Another gem from my friend Gerry's photographic treasure trove. This one is a loco from the Pichi Richi Railway in the town of Quorn in the State of South Australia. Quorn is about 190 miles due north of Adelaide.
Here is a bit of historical context from the Pichi Richi Railway web site:
"The railway from Port Augusta through the Pichi Richi Pass to Quorn opened in 1879, and was part of the first stage of the Great Northern Railway that was intended to link Port Augusta with Darwin. The Ghan name originated in Quorn in 1923 when the Great Northern Express was dubbed The Afghan Express by railwaymen. In 1929 this line reached Alice Springs.
The East-West Transcontinental railway across the Nullarbor Plain was completed in 1917, and the Pichi Richi Railway became part of the East-West route for the next 20 years.
Quorn was a vital railway junction, especially during World War II when military, coal and other traffic placed sizeable demands on the railway.
Washaways in the north and the incapacity of the railway to handle expanding traffic saw a new standard gauge railway constructed from Stirling North to Brachina, and the Pichi Richi Railway was closed to regular traffic in 1957."
Now one might ask: Why was it called the "Afghan Express" originally? The railway website offers an explanation:
"Between 1870 and 1920 approximately 20,000 camels and between 2000 and 4000 cameleers landed at ports around Australia to support a vast network of camel train routes that spread out across inland Australia. Camels arrived in their hundreds on ships from Karachi and Bombay and excited crowds flocked to the wharves to see the animals unloaded after their long sea trip.
The camel was ideally suited to Australia's desert environment; horses and buffaloes died through lack of water.
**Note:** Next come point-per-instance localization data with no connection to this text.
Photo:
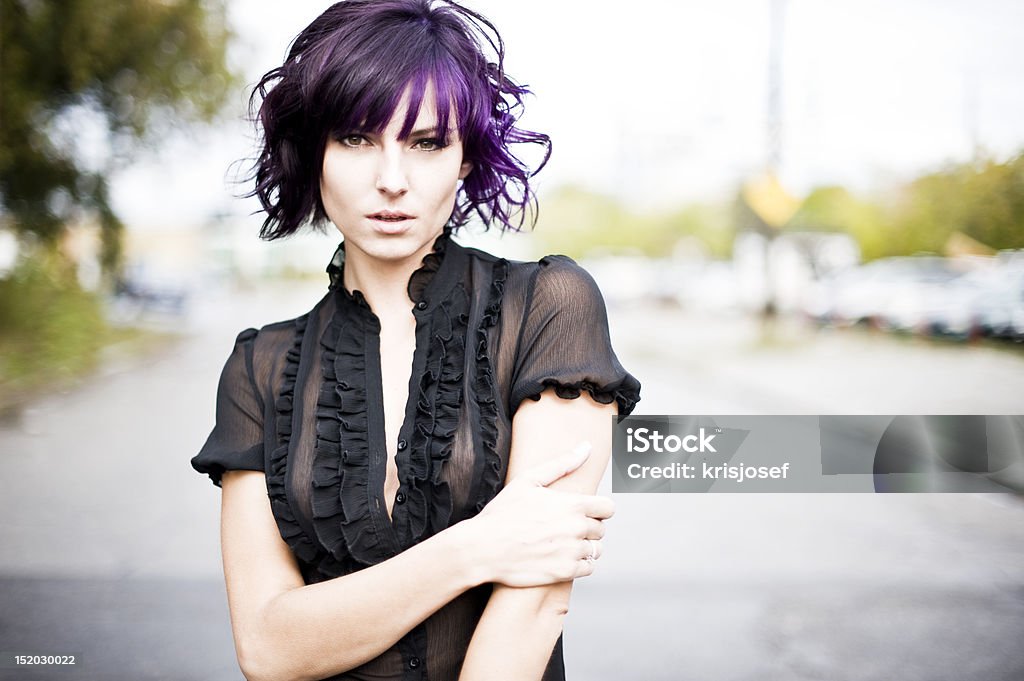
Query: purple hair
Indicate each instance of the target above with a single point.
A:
(347, 72)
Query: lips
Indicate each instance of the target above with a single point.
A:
(390, 216)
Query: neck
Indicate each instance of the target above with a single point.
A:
(384, 283)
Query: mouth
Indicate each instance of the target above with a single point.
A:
(390, 216)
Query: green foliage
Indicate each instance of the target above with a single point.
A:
(983, 200)
(836, 209)
(50, 330)
(128, 68)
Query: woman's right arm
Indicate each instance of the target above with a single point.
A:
(286, 630)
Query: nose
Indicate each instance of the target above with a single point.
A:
(391, 176)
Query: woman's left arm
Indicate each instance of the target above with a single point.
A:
(519, 627)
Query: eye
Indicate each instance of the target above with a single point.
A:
(429, 144)
(351, 139)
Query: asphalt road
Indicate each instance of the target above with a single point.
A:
(111, 546)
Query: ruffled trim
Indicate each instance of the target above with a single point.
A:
(291, 531)
(624, 392)
(340, 477)
(491, 480)
(428, 505)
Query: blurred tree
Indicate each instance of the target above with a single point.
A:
(836, 209)
(83, 83)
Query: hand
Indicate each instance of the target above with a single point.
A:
(530, 536)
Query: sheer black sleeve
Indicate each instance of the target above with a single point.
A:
(237, 439)
(564, 343)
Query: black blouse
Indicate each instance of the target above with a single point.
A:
(302, 400)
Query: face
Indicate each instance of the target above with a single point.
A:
(390, 198)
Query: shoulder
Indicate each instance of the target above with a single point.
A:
(559, 279)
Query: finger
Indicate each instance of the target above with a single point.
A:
(595, 528)
(601, 508)
(546, 473)
(585, 567)
(592, 549)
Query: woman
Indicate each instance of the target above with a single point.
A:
(400, 495)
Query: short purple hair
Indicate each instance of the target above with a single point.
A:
(348, 71)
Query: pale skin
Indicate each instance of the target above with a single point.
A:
(530, 541)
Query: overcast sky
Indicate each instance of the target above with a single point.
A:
(666, 102)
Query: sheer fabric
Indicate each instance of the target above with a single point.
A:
(301, 400)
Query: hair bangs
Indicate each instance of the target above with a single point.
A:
(350, 71)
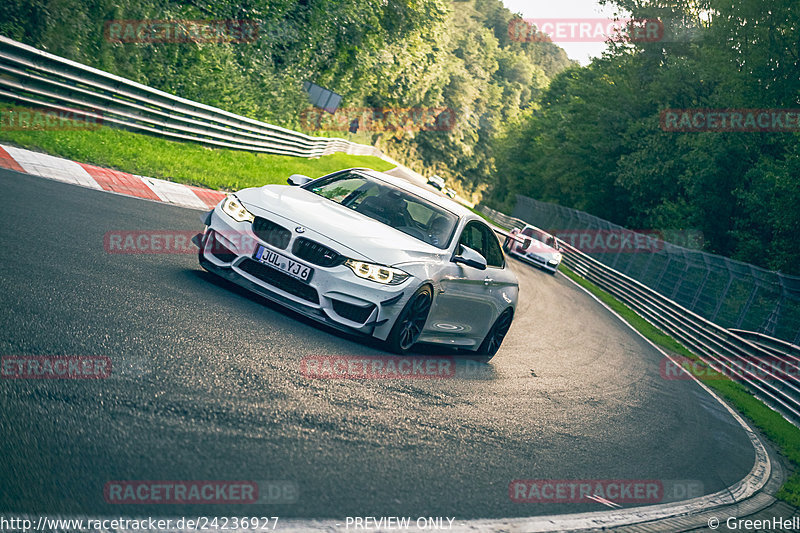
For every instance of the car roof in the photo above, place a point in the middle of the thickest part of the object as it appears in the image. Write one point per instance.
(406, 185)
(540, 230)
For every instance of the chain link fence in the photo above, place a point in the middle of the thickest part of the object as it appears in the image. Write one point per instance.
(729, 293)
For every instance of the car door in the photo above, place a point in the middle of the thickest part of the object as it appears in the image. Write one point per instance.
(465, 306)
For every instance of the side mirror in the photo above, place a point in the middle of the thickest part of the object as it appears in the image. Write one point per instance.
(298, 179)
(470, 257)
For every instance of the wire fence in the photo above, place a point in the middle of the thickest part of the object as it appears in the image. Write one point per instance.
(726, 292)
(35, 78)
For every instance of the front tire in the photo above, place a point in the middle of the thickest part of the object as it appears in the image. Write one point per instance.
(408, 326)
(494, 338)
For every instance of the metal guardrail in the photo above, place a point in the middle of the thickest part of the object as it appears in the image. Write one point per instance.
(771, 373)
(33, 77)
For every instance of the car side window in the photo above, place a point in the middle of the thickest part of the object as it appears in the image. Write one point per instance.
(480, 237)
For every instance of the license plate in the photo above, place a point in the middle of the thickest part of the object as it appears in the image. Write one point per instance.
(283, 263)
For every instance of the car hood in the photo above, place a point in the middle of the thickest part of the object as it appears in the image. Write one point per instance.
(366, 239)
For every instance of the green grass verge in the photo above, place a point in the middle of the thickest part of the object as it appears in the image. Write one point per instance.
(181, 162)
(784, 435)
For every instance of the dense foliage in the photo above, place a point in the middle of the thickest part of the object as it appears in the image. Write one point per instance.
(376, 54)
(596, 142)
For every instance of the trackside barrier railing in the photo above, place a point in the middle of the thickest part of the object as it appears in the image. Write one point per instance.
(725, 291)
(770, 373)
(36, 78)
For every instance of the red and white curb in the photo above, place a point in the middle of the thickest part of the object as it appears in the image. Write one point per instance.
(105, 179)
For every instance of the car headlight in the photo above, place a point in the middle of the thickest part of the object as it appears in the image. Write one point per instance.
(377, 273)
(234, 208)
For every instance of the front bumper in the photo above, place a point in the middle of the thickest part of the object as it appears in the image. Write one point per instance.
(334, 295)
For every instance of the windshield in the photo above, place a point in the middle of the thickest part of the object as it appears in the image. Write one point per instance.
(390, 205)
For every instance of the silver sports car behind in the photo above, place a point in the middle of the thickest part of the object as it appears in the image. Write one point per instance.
(366, 252)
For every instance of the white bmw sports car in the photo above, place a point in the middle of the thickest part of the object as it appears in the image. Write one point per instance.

But if camels were to be used, experienced handlers were indispensable and so men, from what was then an undivided India and Kingdom of Afghanistan (today Pakistan, India and Afghanistan) were 'imported' by British entrepreneurs along with the camels – collectively the men were known as "Afghans" or "Ghans".
Cameleers undertook what was needed to be done when a country is being opened up – accompanying exploratory expeditions, carting wool to ports or railheads and barrels of water to drought-ridden areas, and transporting mail, construction materials and stores at a time when railway construction was in its infancy.
Many rest stations opened up across the country where camel teams converged as they moved from one state to another, and centres such as Marree became established, opening lines of supply to isolated communities further inland or further north.
By the mid 1890s, the "Ghans" were becoming a 'problem' resented by those who believed that they threatened the working conditions of white Australians. Along with Chinese goldfield workers and Pacific Islanders employed in the sugar cane industry , the Afghans became targets of anti-Asian sentiment as the colonies approached Federation. This eventually led to the passage of the Immigration Restriction Act of 1901, known as the White Australia Policy. The Menzies and Holt Governments effectively dismantled this policy between 1949 and 1966 and the Whitlam Government in 1973 passed laws to ensure that race would be totally disregarded as a component for immigration to Australia.
The Afghan cameleers led hard lives in this country, and their wives and children were at first prevented from entering Australia, a restriction not lifted until the late 1920s. Some married and raised families with Anglo-Australian or Indigenous women. Today their descendants take pride in the pioneering role played by their ancestors and kinsmen in Australian history."
The modern "Ghan" runs between Adelaide and Darwin, about 1850 some miles. The trip takes three nights and four days through the center of Australia.
The train is operated by Great Southern Rail, the same company that operates the Indian Pacific.